In a first aspect, the present invention provides a method, an apparatus, and a computer program product for calculating an indicator of operator distraction for an equipment operator. In a method aspect, the invention comprises a step of receiving distraction-correlated indicator information regarding the operator from devices around an operator. After the receiving step, the invention performs a step of estimating a distraction level from the information. Subsequently, a step is performed for producing an output indicative of the distraction level in order to facilitating a threat assessment decision.
In a further aspect, in the step of producing an output, the output produced ensures that when the distraction of the operator is high, the threat assessment decision is made conservatively.
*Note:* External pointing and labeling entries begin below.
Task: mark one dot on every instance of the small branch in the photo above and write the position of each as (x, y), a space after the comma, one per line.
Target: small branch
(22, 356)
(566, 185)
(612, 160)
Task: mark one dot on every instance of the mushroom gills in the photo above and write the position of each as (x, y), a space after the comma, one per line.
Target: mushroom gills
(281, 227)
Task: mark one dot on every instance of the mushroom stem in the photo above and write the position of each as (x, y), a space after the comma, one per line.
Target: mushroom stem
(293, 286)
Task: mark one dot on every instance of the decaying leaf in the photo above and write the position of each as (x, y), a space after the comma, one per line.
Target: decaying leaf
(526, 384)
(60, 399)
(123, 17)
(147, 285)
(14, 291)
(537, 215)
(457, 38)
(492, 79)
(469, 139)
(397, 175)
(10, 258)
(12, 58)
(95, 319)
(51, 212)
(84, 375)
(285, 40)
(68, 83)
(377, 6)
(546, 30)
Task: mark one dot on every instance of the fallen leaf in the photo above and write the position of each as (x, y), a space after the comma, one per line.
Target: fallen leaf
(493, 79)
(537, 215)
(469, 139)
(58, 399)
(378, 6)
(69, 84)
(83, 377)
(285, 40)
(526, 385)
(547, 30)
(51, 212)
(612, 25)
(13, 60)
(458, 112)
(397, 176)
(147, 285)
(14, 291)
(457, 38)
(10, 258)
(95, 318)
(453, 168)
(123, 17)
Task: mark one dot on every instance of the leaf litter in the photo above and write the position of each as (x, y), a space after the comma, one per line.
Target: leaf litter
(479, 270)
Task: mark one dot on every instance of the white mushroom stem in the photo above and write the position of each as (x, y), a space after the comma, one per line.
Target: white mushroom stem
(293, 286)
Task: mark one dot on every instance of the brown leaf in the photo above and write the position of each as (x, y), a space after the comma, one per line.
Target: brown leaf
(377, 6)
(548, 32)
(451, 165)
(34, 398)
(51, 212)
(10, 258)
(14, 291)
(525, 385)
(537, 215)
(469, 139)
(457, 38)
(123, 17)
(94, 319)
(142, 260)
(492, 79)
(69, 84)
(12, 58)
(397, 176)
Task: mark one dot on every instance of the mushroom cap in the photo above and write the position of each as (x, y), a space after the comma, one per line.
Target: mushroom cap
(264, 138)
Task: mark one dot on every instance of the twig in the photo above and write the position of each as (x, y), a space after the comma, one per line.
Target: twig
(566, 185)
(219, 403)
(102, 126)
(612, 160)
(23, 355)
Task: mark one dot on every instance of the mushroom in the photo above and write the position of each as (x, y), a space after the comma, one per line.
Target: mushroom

In a still further aspect, the activity information is received from at least one device selected from the group comprising vision-based sensing systems, range-finding systems, and operator-manipulated devices.
In a yet further aspect, the present invention further comprises a step of grouping the activity information into complex task types comprising sets of related activities. Subsequently, a step is performed for determining an elapsed time since the start of the first activity in a complex task. Next, a step of determining the delay time since the most recent activity in the complex task is performed. Next, the delay since the most recent activity is compared with a minimum task quiescent period, and when the delay exceeds the minimum task quiescent period, resetting the elapsed time and the delay. During the performance of a complex task, the type and the elapsed time of the complex task are compared with other information in order to produce the output for facilitating the threat assessment decision.
In a still further aspect, in the receiving step, the activity information includes a duration of a current activity.
In a further aspect, the step of correlating is performed by a controller selected from the group consisting of fuzzy rule-based controllers and rule-based controllers.
In another aspect, in the step of receiving operator activity information, the activity information is based on secondary activities performed by the operator of a vehicle.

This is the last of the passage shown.